La dulce cantinela se oía cada vez más lejana, pero yo era incapaz de dilucidar si mi oído estaba debilitándose o si en realidad Ivanov se apartaba de mí. Dejé de oírlo, o eso me pareció. Mi conciencia luchaba por abrirse camino entre aquella especie de sueño autoinducido. Me senté en el suelo. Formé una pequeña caverna con las manos frente a mi boca y respiré mi propio dióxido de carbono. Muy lentamente empecé a reaccionar, a notar la sangre correr por mis venas, hormigueante. Me levanté, anduve hasta la salida. De pronto, temí haber sido despojada de mi pistola durante la semiinconsciencia; eché mano al bolsillo, pero estaba allí. Llegué hasta la esquina. No había ni rastro de Julieta y su coche. Caminé por las anchas calles desiertas hasta encontrar Pedro IV, una de las arterias principales. Esperé con la vista atenta al flujo de tráfico. Paré un taxi. Subí.

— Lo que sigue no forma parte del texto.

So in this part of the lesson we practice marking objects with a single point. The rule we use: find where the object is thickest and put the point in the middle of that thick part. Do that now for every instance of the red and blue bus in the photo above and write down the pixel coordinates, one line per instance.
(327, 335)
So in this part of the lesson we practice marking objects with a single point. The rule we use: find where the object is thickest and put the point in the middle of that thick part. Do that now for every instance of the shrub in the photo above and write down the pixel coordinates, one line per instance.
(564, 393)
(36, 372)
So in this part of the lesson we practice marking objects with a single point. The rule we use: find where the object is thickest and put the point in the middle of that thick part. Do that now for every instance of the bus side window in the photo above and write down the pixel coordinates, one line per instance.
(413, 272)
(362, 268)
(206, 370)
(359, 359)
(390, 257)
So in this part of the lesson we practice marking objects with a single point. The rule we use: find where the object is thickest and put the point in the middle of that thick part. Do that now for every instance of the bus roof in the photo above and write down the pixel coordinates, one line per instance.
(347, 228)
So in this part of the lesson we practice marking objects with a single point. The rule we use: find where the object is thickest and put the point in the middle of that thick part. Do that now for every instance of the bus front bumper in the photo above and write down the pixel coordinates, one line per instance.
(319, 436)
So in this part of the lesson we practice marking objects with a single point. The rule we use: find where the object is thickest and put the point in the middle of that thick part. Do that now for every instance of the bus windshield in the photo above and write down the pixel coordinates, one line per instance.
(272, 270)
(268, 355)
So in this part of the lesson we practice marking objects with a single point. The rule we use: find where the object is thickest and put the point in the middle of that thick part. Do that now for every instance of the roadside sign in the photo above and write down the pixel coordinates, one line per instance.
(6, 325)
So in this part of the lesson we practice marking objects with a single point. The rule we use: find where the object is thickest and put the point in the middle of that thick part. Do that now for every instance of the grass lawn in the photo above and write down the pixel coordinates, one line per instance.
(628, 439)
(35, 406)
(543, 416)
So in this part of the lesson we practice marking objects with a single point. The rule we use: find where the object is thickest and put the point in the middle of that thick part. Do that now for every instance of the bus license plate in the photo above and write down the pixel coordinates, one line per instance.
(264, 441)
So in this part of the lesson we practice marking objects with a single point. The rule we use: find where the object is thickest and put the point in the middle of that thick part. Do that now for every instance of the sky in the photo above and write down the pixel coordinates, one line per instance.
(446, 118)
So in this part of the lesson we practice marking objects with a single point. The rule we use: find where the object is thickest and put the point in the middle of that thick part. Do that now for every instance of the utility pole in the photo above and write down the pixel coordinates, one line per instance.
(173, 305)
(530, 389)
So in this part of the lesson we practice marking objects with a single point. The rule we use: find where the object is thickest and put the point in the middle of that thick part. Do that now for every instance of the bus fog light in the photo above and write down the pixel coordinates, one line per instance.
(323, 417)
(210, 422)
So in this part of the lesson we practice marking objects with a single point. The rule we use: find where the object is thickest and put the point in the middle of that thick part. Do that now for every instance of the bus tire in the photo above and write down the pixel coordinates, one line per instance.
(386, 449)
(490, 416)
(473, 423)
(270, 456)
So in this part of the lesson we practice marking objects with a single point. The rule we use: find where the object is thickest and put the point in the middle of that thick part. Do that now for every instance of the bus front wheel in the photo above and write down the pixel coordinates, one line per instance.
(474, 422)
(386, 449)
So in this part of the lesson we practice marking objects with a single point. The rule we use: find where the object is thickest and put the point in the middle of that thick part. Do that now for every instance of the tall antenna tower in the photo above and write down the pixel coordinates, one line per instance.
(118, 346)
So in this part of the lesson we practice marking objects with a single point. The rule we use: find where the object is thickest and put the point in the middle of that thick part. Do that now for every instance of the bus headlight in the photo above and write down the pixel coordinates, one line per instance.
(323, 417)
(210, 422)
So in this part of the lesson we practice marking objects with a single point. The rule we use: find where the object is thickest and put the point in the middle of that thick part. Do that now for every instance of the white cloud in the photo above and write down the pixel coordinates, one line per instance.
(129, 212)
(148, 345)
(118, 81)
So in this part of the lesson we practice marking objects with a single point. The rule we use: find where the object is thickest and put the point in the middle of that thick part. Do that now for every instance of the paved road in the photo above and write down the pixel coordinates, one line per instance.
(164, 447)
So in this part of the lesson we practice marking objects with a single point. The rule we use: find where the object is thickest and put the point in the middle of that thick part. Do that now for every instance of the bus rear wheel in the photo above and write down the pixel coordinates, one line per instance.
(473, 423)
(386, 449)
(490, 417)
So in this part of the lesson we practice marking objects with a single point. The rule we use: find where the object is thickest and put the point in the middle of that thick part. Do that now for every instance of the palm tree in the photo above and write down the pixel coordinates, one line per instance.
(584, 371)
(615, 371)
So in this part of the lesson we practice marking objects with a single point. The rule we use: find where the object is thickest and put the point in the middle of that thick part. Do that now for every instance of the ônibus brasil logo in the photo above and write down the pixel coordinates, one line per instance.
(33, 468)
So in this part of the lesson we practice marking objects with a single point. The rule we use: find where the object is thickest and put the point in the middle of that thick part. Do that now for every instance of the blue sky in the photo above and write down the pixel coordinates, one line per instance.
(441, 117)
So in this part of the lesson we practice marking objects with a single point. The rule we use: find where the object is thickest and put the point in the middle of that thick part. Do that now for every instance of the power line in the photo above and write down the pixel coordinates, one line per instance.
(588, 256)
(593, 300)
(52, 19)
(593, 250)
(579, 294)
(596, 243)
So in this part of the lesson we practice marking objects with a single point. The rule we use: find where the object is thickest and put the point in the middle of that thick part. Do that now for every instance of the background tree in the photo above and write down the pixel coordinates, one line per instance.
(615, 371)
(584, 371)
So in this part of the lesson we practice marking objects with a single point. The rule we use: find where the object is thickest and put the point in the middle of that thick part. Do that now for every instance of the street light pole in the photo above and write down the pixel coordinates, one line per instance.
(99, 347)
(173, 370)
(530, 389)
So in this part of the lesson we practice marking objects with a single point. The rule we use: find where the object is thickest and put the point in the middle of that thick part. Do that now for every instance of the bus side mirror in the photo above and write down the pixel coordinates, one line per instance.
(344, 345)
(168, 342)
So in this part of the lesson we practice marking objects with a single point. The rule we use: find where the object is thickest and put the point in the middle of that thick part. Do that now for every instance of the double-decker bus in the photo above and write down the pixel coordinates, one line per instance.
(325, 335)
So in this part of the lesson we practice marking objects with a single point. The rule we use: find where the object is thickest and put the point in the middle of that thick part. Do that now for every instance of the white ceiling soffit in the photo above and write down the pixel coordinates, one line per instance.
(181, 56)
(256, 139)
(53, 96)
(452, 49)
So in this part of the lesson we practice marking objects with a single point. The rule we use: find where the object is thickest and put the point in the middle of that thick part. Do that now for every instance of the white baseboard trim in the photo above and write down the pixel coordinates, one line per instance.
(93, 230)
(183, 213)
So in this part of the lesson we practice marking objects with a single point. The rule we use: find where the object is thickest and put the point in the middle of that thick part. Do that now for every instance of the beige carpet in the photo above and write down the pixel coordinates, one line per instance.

En el trayecto hacia casa pensaba obsesivamente en lo que acababa de sucederme: ¿hipnosis, autosugestión, influjo satánico? Cualquiera de aquellas posibilidades repugnaba mi racionalidad. Decidí dejar la experiencia pendiente de catalogación. De momento, debía tomar decisiones. Una: mandar a alguien para que registrara el edificio en construcción. Dos: averiguar dónde estaba Julieta. Podía darse el caso de que hubiera sido tomada como nuevo rehén. Me dolía la cabeza. Todo aquello había sido extraño, demasiado extraño. En cuanto llegué a mi casa llamé a Julieta. Su compañera de piso me dijo que se acababa de acostar.

—¿Estaba bien? —pregunté.

—Pues sí, ¿quiere que le avise?

—No, déjelo; mañana la llamaré.

A la mañana siguiente me esperaba en comisaría un numerito de fuegos artificiales. La narración de mi entrevista con Ivanov hizo que Coronas se pusiera por las nubes y Garzón, naturalmente, lo secundó. Había sido una inconsciente y me había saltado a la torera las normas de seguridad general. Muy bien, aparte de decirme aquello, ¿qué pensaban hacer? ¿Por qué nunca se cansaban de sus labores de protección? Supuse que lo consideraban un deber, por lo que escuché con paciencia.

Cuando terminó la sesión de «denuestos por mi bien» dije que tenía que hacer unas llamadas y me largué a mi despacho. Dejé la foto polaroid de Palafolls sobre la mesa del comisario. Telefoneé de nuevo a Julieta. Nadie contestó.

Caminé hacia el despacho de Garzón. Era extraño que la chica no me hubiera preguntado por las conclusiones de mi entrevista, por la liberación de Palafolls. Quizá se encontrara afectada por todo aquello, o alterada a causa del estrés. O quizá, y esa posibilidad me espantó, tenía a su lado a Ivanov apuntándole con una pistola. Aunque nada de aquello era lógico. Si bien... Quedé un momento abstraída. Una gran afluencia de pequeños detalles empezó a pugnar por hacerse espacio en mi memoria. Dejé de caminar. Miré al suelo con intensidad demente y, acto seguido, desvié mi itinerario hacia la centralita donde estaba Marqués. En cuanto me vio, abandonó el teléfono y me miró con ojos exhaustos.